The 26 photographs on view in “Mexotica: Mid-Century Mexican Glamour Portraits” were produced from a stash of anonymous negatives discovered by photographer and Fototeka co-founder Merrick Morton in a small antiques store in Mexico City. It must have been an exciting find.

They’re marvelous pictures: spare, stylized pinup shots taken in the late 1950s, possibly for men’s magazines like Vea and Vo-Devil. (Research by the gallery has led to no definitive conclusions regarding photographer or provenance.) Though tame by today’s standards, they are strikingly sensual, featuring an array of sturdy, graceful, full-figured women in various states of dress, all vaguely mimicking the conventions of Hollywood imagery.

The pictures seem to have been produced cheaply and quickly. The settings are minimal and seem to be centrally located, as the few pieces of furniture--a draped platform, a pink chaise lounge, a fake column, several scattered vines--reappear throughout. The low-budget quality of the images, however, only underscores their glamorous aspirations and playful enjoyment (whether on the part of the photographer or the model) of modern material culture.

Produced for this exhibition as C-prints, the photographs convey an exquisite luminosity that would not likely have been realized in their originally published state. Thus the gallery setting offers a unique opportunity to appreciate their artistry.
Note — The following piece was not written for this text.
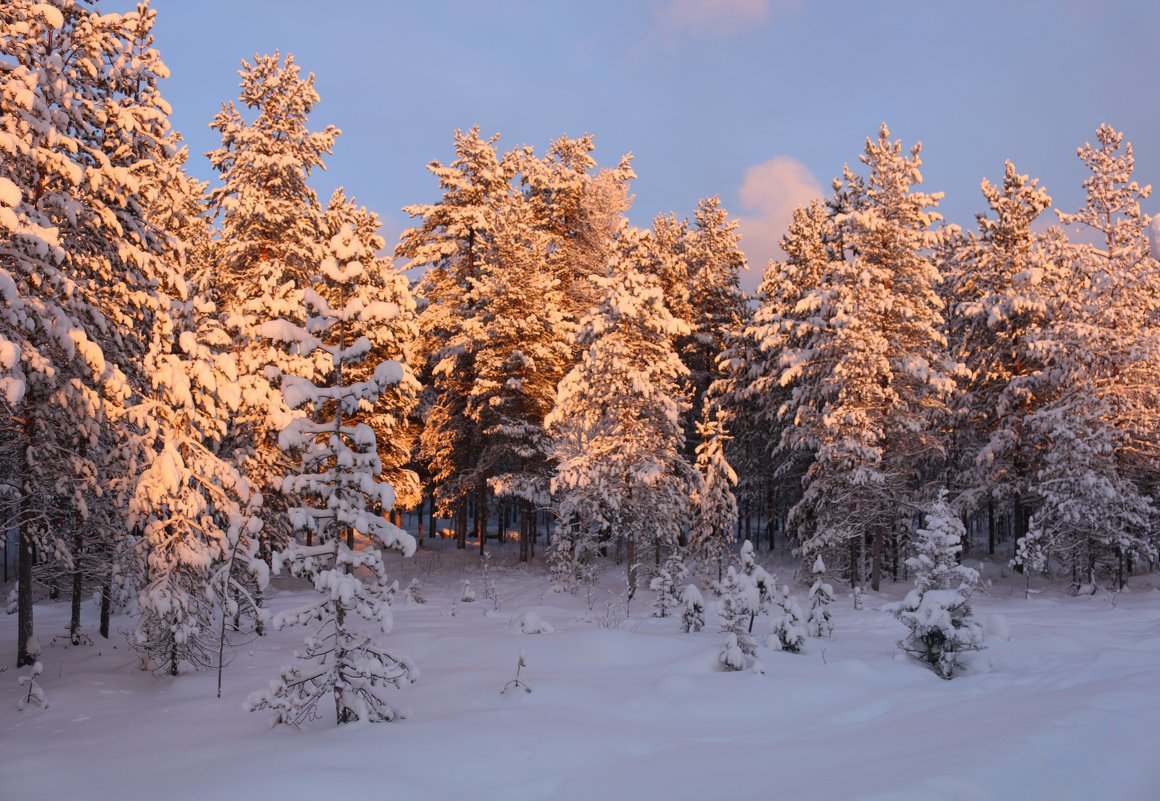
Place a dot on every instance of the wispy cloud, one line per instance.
(701, 17)
(769, 194)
It is also possible in this context to view the images not only as pinups but as portraits presenting an intriguing variety of women. Some are as openly flirty and playful as one might expect, but others are nervous or frightened; others are plainly indifferent. Some seem to be worrying about what their mother might think, while others are clearly thinking only of their paycheck.

This unintentional diversity of expression gives one an appreciation for the wide variety of reasons why these women might have found themselves posing in this particular studio. It substantiates the archive’s quirky historical value.